二事。一者,凡不可逆或涉机密之事,皆设人为之关隘:如寄信、移财、触涉机要之物、凡似泄密之形者。二者,设运行时之钩,于执行之前读工具调用之引,遇显见之弊则发警报。

# pre-exec hook: inspect the args, not just the call name
SENSITIVE = {"send_email", "transfer", "delete", "post_webhook"}

def authorize(tool_name, args):
    if tool_name in SENSITIVE:
        if looks_like_exfil(args):     # external dest, bulk read, weird recipient
            return BLOCK
        return REQUIRE_HUMAN           # a checkpoint, not a log line
    return ALLOW

Enter fullscreen mode Exit fullscreen mode

此功能实非要旨。要旨在于,模型之决断与世事之效,其间必有掣肘。重执行,不重可察。纵有详尽之审计轨迹,仍为失守。

实施之患

初看似善,后必伤人者数事。

蔓延之害,渐至而亡。代理人得窥代码,继而得票,终得客户函。无一授权显谬。无人总览其全。于历置定期权限审计,视代理人身份如服务账户之实。

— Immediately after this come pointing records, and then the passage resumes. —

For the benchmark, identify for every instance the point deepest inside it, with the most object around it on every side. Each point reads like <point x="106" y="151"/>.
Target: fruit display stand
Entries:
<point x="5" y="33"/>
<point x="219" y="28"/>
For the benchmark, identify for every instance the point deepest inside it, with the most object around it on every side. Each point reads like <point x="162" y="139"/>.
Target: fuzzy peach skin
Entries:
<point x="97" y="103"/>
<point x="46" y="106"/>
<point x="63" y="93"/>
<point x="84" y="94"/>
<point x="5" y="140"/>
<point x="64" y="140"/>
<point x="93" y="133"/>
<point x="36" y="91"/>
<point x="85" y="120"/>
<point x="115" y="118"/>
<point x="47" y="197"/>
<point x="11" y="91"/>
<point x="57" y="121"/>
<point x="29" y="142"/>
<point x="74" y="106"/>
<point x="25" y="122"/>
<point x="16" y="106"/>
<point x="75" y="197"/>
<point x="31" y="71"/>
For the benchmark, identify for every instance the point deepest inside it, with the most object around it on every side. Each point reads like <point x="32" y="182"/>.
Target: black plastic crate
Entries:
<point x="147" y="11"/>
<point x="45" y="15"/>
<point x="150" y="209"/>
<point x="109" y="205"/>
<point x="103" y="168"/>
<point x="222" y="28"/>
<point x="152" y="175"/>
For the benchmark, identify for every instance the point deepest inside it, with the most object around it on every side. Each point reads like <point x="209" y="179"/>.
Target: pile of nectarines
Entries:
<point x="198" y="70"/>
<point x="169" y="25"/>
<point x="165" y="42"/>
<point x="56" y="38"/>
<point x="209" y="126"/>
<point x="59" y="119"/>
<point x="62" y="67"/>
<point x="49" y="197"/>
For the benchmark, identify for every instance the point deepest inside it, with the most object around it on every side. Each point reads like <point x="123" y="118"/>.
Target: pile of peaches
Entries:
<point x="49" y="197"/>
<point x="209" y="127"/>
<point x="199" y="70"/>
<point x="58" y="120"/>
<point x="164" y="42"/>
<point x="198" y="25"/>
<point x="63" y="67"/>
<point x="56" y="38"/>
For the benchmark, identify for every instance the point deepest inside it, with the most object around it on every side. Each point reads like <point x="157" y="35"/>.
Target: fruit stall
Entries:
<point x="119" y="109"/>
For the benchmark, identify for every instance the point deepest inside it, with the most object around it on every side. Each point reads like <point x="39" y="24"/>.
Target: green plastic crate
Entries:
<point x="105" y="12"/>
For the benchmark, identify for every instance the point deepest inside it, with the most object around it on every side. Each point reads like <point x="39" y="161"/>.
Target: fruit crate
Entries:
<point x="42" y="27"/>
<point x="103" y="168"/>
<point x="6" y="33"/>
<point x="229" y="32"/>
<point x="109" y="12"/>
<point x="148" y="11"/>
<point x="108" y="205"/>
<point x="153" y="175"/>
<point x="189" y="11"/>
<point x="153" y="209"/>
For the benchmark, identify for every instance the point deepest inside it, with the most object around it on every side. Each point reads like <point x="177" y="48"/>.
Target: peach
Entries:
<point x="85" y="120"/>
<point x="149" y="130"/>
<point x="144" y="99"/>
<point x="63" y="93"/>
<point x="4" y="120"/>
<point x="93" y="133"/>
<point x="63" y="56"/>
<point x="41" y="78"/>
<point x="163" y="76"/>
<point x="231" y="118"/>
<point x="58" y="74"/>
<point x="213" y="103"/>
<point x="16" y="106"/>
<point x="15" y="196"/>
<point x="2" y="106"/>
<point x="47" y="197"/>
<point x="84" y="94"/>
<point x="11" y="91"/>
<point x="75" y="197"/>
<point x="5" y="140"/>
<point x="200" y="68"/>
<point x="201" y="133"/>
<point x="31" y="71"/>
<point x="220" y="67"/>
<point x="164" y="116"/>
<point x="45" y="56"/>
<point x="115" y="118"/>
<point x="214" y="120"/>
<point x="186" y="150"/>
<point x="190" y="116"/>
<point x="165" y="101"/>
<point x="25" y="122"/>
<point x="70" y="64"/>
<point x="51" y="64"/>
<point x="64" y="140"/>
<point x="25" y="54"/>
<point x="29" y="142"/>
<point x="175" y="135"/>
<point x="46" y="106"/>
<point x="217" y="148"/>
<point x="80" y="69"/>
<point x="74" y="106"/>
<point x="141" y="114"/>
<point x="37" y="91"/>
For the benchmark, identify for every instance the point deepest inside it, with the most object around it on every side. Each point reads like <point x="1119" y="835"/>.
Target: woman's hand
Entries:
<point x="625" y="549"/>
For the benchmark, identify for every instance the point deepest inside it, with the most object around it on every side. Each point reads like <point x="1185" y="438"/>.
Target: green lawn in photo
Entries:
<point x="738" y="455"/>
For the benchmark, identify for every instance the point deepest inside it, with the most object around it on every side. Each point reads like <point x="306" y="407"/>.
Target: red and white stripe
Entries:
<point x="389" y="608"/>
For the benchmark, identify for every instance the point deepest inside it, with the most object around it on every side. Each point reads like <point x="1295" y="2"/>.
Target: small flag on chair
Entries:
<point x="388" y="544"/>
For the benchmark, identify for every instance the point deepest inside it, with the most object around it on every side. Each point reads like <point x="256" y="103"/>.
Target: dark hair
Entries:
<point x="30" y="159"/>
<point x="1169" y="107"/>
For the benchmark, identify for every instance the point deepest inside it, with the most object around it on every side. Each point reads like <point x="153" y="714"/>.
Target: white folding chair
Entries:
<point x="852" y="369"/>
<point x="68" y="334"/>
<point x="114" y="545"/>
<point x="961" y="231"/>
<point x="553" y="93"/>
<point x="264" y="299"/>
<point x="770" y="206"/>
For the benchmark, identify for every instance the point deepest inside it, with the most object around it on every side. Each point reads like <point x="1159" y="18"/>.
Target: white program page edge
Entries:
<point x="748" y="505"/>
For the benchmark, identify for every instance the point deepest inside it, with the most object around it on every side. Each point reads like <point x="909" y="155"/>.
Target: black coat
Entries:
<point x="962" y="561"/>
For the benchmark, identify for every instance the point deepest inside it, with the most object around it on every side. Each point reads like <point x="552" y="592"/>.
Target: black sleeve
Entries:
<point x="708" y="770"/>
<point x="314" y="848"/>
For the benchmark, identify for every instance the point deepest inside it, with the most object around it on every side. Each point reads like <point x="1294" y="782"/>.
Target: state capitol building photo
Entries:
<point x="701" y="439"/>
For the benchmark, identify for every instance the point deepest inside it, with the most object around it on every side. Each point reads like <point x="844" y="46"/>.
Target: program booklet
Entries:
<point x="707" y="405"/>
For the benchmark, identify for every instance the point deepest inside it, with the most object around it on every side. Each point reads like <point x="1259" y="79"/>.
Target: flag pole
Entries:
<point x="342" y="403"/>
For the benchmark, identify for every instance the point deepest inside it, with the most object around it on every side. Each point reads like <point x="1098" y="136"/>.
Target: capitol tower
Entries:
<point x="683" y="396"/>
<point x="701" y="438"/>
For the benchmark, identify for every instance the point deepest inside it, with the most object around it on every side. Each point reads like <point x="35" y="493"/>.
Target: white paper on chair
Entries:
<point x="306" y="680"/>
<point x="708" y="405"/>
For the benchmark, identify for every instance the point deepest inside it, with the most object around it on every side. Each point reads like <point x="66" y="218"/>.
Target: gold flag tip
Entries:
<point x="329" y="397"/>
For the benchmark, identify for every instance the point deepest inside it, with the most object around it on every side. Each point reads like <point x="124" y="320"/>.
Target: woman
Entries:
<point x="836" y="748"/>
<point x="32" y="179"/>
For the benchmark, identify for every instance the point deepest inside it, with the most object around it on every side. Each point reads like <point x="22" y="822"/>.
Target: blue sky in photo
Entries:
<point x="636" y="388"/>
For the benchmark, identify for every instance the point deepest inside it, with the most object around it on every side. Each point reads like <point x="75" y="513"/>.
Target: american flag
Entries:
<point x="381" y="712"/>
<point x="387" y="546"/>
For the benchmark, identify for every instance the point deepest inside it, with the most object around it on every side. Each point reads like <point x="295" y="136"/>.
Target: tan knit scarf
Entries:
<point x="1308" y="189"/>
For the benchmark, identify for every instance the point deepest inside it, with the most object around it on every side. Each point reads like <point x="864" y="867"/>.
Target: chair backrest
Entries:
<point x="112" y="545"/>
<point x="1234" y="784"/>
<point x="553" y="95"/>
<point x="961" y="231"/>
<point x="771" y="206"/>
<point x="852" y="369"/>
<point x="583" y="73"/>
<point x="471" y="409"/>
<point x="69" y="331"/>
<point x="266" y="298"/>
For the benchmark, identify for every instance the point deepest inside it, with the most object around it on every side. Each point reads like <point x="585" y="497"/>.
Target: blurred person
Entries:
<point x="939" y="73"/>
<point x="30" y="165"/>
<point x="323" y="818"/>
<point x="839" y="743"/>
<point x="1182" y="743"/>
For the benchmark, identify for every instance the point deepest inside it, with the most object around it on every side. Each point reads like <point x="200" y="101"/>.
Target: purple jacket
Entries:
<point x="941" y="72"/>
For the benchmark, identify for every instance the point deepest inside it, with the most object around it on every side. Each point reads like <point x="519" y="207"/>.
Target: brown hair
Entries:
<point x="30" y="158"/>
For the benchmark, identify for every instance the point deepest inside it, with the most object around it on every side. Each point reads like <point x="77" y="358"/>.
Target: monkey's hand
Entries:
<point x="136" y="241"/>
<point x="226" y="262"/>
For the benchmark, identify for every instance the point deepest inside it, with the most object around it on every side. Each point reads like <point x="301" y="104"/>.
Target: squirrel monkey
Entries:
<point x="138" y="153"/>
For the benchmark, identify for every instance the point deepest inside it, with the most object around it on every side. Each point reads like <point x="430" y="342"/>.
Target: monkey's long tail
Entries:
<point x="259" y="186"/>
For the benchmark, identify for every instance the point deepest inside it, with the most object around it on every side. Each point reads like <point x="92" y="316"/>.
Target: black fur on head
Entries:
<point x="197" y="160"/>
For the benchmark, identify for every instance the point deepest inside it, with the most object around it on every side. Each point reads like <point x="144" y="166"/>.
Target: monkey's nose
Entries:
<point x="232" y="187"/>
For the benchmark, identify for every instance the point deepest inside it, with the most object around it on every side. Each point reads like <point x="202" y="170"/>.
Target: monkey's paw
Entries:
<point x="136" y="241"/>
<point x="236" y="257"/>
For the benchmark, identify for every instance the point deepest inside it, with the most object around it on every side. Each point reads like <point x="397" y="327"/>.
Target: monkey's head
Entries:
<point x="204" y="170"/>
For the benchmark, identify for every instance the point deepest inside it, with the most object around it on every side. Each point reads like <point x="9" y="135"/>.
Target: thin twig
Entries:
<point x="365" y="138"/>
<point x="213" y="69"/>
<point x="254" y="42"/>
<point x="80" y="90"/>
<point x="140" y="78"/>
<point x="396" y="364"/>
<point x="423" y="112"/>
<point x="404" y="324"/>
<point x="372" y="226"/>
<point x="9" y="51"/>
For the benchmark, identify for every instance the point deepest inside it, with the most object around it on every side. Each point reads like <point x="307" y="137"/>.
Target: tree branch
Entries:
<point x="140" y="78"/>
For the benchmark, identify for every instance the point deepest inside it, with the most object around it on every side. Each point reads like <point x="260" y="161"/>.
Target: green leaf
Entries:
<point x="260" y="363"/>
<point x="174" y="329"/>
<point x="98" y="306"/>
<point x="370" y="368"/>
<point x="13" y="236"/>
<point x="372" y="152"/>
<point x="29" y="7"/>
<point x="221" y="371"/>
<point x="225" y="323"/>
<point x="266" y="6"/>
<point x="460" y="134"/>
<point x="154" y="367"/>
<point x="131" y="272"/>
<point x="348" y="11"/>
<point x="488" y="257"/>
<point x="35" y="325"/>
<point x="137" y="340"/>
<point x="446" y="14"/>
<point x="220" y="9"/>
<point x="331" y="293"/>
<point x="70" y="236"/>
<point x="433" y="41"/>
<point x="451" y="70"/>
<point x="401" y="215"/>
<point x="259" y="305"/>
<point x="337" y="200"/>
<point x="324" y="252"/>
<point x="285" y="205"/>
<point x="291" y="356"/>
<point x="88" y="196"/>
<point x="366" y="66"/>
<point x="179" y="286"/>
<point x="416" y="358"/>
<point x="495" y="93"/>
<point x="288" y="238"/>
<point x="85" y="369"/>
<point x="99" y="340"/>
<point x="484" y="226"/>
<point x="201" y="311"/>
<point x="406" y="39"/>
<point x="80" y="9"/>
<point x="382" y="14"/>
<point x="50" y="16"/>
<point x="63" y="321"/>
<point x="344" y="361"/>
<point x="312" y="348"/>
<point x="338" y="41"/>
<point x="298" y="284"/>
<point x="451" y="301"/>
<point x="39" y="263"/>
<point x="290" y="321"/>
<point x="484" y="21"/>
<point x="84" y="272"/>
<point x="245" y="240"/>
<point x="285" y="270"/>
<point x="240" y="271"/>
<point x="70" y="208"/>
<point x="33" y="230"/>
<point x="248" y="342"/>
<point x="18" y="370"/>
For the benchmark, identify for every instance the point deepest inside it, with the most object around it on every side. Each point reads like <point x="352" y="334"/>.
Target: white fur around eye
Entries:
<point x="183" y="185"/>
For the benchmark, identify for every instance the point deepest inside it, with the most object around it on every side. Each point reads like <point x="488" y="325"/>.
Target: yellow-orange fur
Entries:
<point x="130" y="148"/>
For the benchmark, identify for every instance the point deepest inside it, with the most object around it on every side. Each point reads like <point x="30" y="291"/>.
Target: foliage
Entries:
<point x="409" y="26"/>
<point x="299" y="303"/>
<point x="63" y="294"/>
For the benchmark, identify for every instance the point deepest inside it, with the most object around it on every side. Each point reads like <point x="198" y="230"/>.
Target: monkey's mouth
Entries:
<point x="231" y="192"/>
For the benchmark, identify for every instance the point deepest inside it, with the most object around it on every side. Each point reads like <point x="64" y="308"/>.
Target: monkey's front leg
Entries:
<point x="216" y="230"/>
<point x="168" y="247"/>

信行传递,自第二代理人始言。一旦代理人委诸他者,尔之辐射范围遂吞并第二代理人所能及之物。未联接之前,必绘信之图谱,尤当慎于跨供应商之界,盖其侧之控,尔不可见也。

认证非即诚实。TLS与OAuth可证代理人即其所称。然未言其所宣之能力是否真实,亦未言其自述是否含针对汝模型之注入。验其行止,非徒验其身份。

已毕

汝不可使模型辨数据于指令。故汝当筑其阙:默认拒之器,暂存之凭信,危殆之召令设人为之关,及运行时钩于发令前读其辞。此皆非灵丹。叠用之,可化一毒入为"阻而录"。此即全役也。

吾已详述之,兼论此链之演,历乎Project Mariner、A2A协议,及24/7永无休之背景代理,皆载于ToxSec Substack


毒攻安全涵盖人工智能之安全隐忧、攻击链路,及守御者所需之攻防利器。由一位拥有国安局、亚马逊及国防承包领域实战经验之人工智能安全工程师主持。持CISSP认证,获网络安全工程硕士学位。